VANCOUVER -- B.C.'s premier rolled up his sleeve Friday to get a dose of the AstraZeneca COVID-19 vaccine.

John Horgan tweeted Thursday night that he'd booked his appointment and would receive his first shot at a local pharmacy.

"That's it?" the premier asked after the quick jab.

"I didn't feel it at all, quite frankly … the AstraZeneca product is safe. I've just had it myself, my wife's slated to get her shot next week. I want all British Columbians to take advantage, when you get the call, when you get the opportunity, to get vaccinated." 

Earlier in the week, Horgan said he hasn't observed any vaccine hesitancy in B.C. related to AstraZeneca, which was put under review over its connection to extremely rare blood clots. 

"As we received AstraZeneca, it’s disappeared into the arms of British Columbians," he said at the time.

"The advice I’ve been given today is that you should take the first vaccine that’s offered to you because it's in the interest of not just yourself, but your neighbours, your family, and your community."

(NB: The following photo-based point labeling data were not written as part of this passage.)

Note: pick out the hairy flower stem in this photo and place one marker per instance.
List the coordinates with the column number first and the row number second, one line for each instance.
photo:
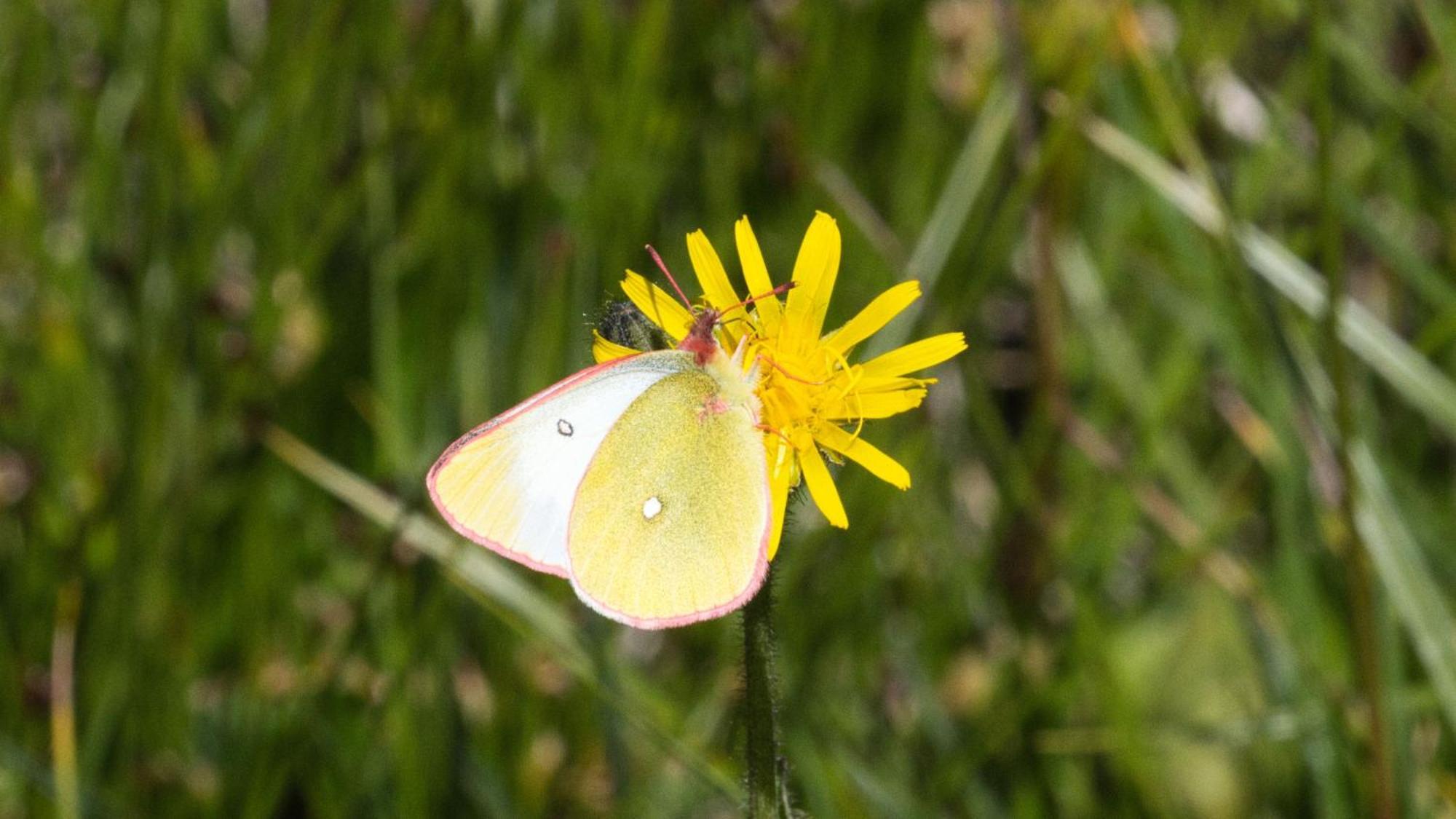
column 767, row 790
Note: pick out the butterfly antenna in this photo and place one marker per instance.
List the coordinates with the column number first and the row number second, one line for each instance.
column 669, row 274
column 784, row 288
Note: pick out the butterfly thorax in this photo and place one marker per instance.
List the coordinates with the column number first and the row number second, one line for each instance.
column 735, row 387
column 700, row 340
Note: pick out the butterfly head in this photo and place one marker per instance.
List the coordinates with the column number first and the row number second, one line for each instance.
column 700, row 340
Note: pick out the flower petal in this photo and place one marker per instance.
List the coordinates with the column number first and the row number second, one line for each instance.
column 874, row 317
column 781, row 480
column 606, row 350
column 882, row 384
column 867, row 455
column 917, row 356
column 756, row 274
column 714, row 279
column 822, row 487
column 874, row 405
column 657, row 305
column 815, row 276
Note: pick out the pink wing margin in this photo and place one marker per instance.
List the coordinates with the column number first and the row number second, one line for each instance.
column 761, row 571
column 491, row 426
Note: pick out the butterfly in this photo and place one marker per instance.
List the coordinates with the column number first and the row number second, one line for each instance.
column 643, row 481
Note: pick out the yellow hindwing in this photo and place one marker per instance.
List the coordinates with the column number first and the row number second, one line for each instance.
column 670, row 521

After that review, AstraZeneca was given the green light for use by Health Canada on Wednesday, but it's still unclear who will be able to get the shot in B.C. 

The National Advisory Committee on Immunizations will review Health Canada's findings and decide whether to change its current recommendations that those shots only be used in people ages 55 years and older.

B.C.'s 61-year-old premier, however, was eligible to get his dose at a pharmacy.

"Let's show all British Columbians that the best vaccine is the one that's available to you now," he wrote in his post.

As of Thursday, 1,235,863 vaccine doses have been delivered in B.C., with 1,147,964 of those being a first dose.

Health Minister Adrian Dix Thursday said that represents more than 26 per cent of the eligible population of 4.3 million people.

Currently, people born in 1958 or earlier should be receiving booking invitations, if they've registered with the province's vaccination system. Indigenous people aged 18 and older and people who are clinically extremely vulnerable should also be booked for a dose.